Bu öneriyi katıldığım bir toplantıda öğrendim ve çok da hoşuma gitti. Bu yönergeyle getirilen haklara sahip çıkmak isteyen bir grup avukat arkadaşımız böyle bir takip merkezi kurmuşlar. Bu çok olumlu bir gelişme. Hem yönergenin tanıtımı ve anlatılması bakımından hem de genç meslektaşlarımızın kendi aralarındaki dayanışmayı üretmeleri bakımından böyle bir takip merkezinin varlığını olumlu buluyorum. Biz de bu takip merkezinden gelen verilere dayanarak veya başka yerlerden gelecek bilgi ve belge çerçevesinde yönergeyi gözden geçirmeye hazırız. Ama bunu bir denge içinde götüreceğimiz kuşkusuzdur. Çünkü sadece çalışan avukatları gözettiğimiz sürece o yanlı bir bakış açısı olmuş olacak.

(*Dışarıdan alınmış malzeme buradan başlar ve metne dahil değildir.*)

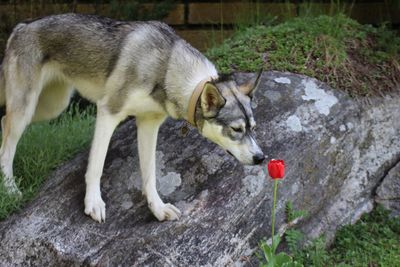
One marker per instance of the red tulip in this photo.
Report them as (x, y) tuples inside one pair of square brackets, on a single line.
[(276, 168)]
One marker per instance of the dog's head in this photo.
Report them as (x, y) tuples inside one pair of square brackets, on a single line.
[(227, 118)]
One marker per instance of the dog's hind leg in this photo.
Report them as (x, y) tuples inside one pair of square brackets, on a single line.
[(147, 127), (22, 91), (105, 125)]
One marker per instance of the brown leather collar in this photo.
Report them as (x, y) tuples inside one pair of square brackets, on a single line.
[(194, 99)]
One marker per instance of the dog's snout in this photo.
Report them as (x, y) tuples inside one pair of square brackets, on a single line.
[(258, 158)]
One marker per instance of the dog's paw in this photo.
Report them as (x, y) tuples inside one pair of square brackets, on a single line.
[(165, 212), (95, 207)]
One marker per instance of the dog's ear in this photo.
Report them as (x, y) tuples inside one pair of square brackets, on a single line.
[(211, 100), (250, 87)]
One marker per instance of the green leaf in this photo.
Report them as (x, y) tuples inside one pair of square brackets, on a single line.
[(275, 243)]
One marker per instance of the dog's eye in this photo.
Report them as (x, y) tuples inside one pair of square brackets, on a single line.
[(237, 129)]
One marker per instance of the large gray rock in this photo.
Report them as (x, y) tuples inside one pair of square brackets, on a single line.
[(388, 193), (337, 150)]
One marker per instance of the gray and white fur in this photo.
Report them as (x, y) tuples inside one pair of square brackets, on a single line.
[(140, 69)]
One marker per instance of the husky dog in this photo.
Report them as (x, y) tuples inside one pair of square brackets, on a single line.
[(127, 68)]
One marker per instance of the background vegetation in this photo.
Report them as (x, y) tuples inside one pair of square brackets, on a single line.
[(361, 59)]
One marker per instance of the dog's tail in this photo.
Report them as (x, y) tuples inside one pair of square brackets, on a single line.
[(2, 87)]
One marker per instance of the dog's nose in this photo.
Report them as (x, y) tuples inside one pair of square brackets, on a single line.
[(258, 158)]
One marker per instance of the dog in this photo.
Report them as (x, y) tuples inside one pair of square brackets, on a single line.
[(141, 69)]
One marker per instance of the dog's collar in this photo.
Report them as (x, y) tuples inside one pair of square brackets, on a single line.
[(194, 99)]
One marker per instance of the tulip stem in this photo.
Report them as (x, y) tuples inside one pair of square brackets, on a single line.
[(273, 209)]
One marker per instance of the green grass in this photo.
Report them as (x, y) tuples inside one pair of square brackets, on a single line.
[(360, 59), (41, 149), (373, 241)]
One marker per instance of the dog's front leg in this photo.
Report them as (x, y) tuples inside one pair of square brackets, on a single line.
[(105, 125), (147, 138)]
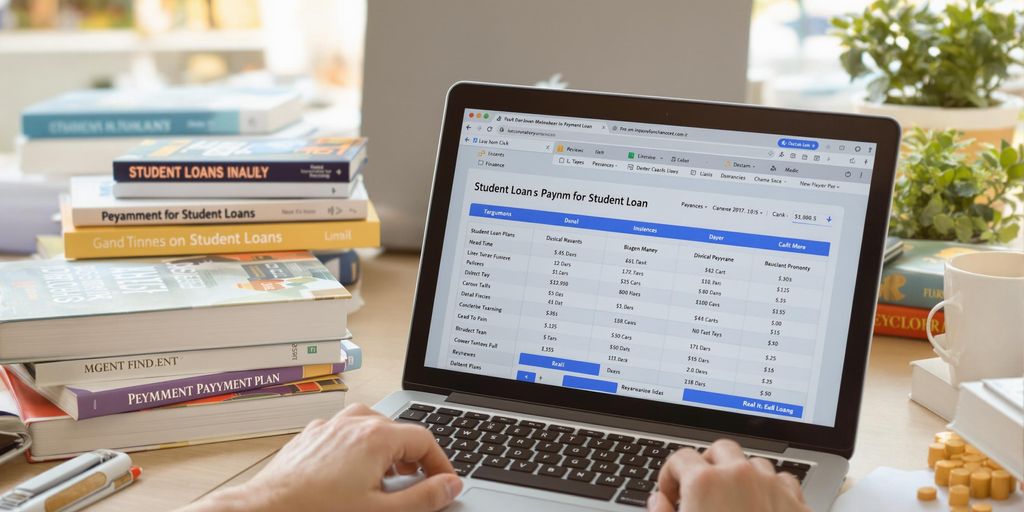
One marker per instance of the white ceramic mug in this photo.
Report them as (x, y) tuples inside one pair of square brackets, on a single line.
[(984, 316)]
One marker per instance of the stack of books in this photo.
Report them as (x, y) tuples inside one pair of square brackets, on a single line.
[(153, 352)]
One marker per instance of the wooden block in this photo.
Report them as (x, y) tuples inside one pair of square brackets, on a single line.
[(980, 483), (960, 495), (927, 494)]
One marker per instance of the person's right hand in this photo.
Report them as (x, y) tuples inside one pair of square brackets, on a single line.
[(723, 479)]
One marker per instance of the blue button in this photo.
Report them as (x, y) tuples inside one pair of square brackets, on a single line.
[(525, 376), (589, 384), (742, 402), (798, 143), (577, 367)]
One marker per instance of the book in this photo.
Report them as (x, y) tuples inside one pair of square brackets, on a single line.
[(930, 386), (93, 204), (306, 160), (102, 398), (178, 111), (272, 411), (107, 242), (995, 425), (58, 309), (914, 279), (906, 322), (222, 189), (118, 368), (79, 156)]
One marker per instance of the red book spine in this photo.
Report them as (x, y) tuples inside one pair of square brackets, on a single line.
[(905, 322)]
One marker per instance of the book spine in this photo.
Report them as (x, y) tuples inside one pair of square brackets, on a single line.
[(199, 171), (130, 124), (184, 363), (211, 213), (910, 289), (92, 404), (91, 243), (905, 322)]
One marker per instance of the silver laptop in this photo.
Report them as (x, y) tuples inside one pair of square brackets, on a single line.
[(416, 49), (606, 279)]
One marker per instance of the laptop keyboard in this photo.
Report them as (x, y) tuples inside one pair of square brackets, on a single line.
[(581, 462)]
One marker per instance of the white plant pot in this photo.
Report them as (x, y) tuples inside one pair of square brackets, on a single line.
[(984, 125)]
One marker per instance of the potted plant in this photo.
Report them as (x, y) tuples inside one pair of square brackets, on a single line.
[(941, 196), (936, 69)]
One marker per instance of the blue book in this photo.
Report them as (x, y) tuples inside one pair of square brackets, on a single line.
[(181, 111), (314, 159)]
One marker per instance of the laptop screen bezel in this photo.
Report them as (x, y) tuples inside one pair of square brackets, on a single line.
[(883, 131)]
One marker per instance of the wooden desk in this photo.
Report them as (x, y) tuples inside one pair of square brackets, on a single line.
[(894, 431)]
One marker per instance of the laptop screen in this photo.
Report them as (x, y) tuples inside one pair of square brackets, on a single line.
[(702, 267)]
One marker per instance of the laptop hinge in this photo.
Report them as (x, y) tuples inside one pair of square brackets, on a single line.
[(614, 421)]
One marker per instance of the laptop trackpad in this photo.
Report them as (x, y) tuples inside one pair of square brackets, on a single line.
[(495, 501)]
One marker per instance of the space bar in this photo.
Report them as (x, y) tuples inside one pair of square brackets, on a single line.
[(545, 482)]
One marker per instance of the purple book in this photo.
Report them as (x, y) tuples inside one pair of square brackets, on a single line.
[(102, 398)]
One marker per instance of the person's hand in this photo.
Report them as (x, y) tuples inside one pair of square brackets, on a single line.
[(723, 479), (337, 465)]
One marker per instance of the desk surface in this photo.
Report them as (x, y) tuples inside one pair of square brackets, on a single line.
[(894, 431)]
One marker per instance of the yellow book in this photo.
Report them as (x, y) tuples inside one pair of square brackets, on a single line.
[(124, 242)]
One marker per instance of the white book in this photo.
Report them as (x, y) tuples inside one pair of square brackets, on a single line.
[(80, 156), (986, 419), (931, 388), (56, 373), (93, 204), (212, 189)]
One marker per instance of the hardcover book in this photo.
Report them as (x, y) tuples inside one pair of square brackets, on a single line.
[(315, 159), (91, 243), (93, 204), (915, 278), (57, 309), (120, 368), (179, 111), (91, 399), (241, 415)]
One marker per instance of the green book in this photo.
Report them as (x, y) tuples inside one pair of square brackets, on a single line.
[(914, 280), (58, 309)]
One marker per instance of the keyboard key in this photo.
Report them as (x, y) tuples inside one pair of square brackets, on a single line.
[(523, 466), (582, 475), (465, 445), (544, 482), (497, 462), (465, 433), (635, 484), (578, 451), (495, 438), (634, 498), (465, 423), (552, 448), (556, 471), (413, 415), (439, 419), (545, 458), (605, 467), (521, 454), (609, 480), (462, 468), (468, 457)]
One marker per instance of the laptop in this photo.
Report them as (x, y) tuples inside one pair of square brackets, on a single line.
[(415, 50), (606, 279)]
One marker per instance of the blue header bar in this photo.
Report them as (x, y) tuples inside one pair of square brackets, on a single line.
[(701, 235)]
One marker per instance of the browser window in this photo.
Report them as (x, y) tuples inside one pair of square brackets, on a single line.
[(687, 265)]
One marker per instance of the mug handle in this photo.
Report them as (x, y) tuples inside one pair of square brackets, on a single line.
[(945, 353)]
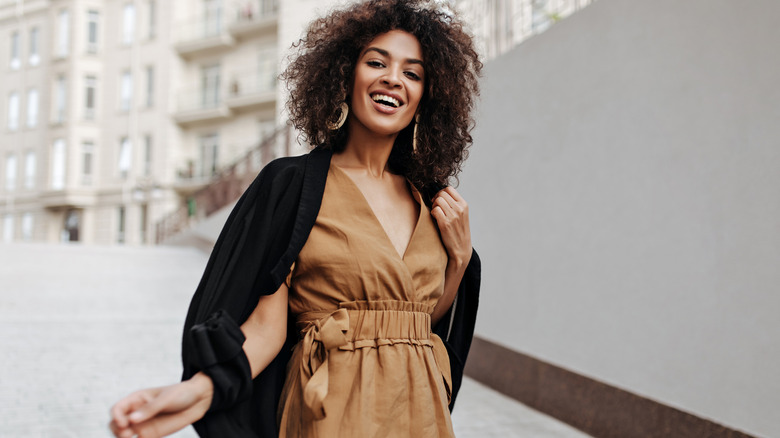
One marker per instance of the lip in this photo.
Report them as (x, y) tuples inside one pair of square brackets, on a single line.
[(384, 108), (395, 96)]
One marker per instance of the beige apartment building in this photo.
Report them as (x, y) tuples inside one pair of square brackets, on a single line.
[(113, 112), (499, 25)]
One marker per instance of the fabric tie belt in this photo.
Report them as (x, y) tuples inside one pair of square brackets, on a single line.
[(361, 324)]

Sonuç olarak yanında avukat çalıştıran avukat arkadaşlarımızın hepsinin durumunun iyi olduğunu söyleyemeyiz. Dolaysıyla ondan da fedakarlıkta bulunmasını ya da kendini mali olarak çökertmesini de bekleyemeyiz. İkisini dengede tutarak götürmek gerekiyor.
Yaşadığımız kapitalist düzen koşullarını unutmadan avukatlık mesleği ve onuru adına düzene emeğin sömürülmemesi için müdahalede bulunuyoruz. Ama dediğim gibi gerçekçi olmayan müdahalelerde bu kez çalışan avukatlar zarar görebilir, o yüzden hep birlikte bu hassas dengeyi gözetmek gerekiyor.